Criminal syndicates are reaping huge profits by smuggling mainland tobacco through Hong Kong into Britain, where it is sold at a 5,000 per cent mark-up, a government source says.
With the lure of such profit margins, the racket is thriving despite stringent enforcement action over the past two years, prompting Hong Kong customs to join forces with British and mainland agencies in an effort to stop it.
"The low delivery cost in Hong Kong is one of the main reasons the illicit tobacco is smuggled from the mainland to Britain through Hong Kong," the source said.
Intelligence shows the tobacco, made on the mainland, costs as little as HK$50 per kg on the wholesale market but commands HK$2,600 a kg in Britain.
It is packaged as the British brand Golden Virginia, a rolling tobacco, and sells for about 30 to 40 per cent less than the genuine product.
In an attempt to evade Hong Kong surveillance, counterfeiters have now turned to logistics companies to smuggle the parcels. They are stamped on the mainland with an address in Britain, smuggled into Hong Kong, where they are sent straight to the offices of the logistics companies.
"The logistics companies are then ordered to mail the parcels out of Hong Kong within three hours to avoid being detected by local law enforcement," said Wan Hing-chuen, who heads customs' investigation division combating illicit tobacco.
Previously, counterfeiters had to find places in the city where they could store the tobacco and package it in bags bearing the Golden Virginia name before mailing it to Britain through the postal service.
Last month, customs officers confiscated scores of Britain-bound parcels containing 1.3 tonnes of the tobacco. The haul had an estimated street value of HK$5 million.
In the first two months of the year, about 200kg of the rolling tobacco was seized.

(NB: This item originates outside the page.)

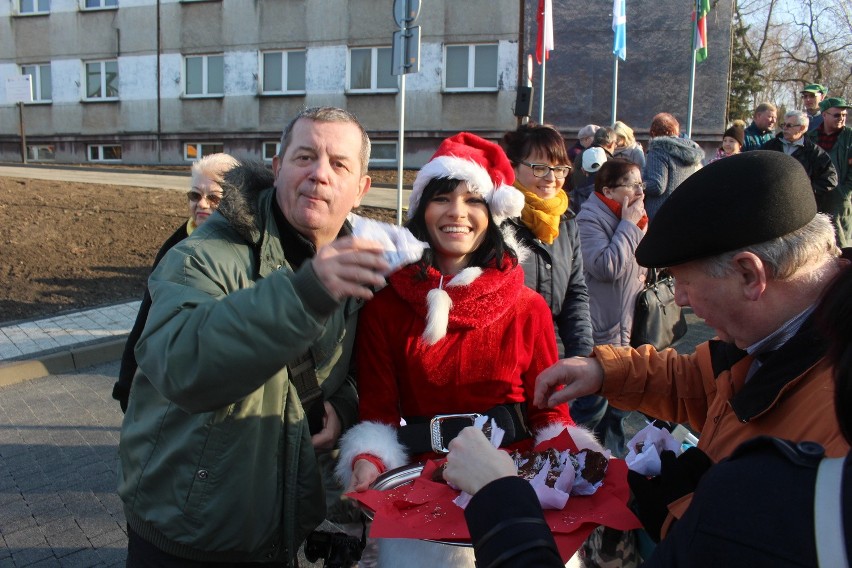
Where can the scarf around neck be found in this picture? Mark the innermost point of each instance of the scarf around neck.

Customs officers confiscated nearly 1.3 tonnes in the first three months of last year.
The parcels were declared as containing litter bins, clothes or household products.
Wan said that most of the cases recorded last month were detected after receiving information from logistics companies.
Customs officers at the airport's airmail centre seized more than 10 tonnes between December 2011 and January last year and smashed a major syndicate.
Wan said counterfeiters usually laid low after a seizure then came back with new tactics to evade detection. "It's just a game of cat and mouse," he said.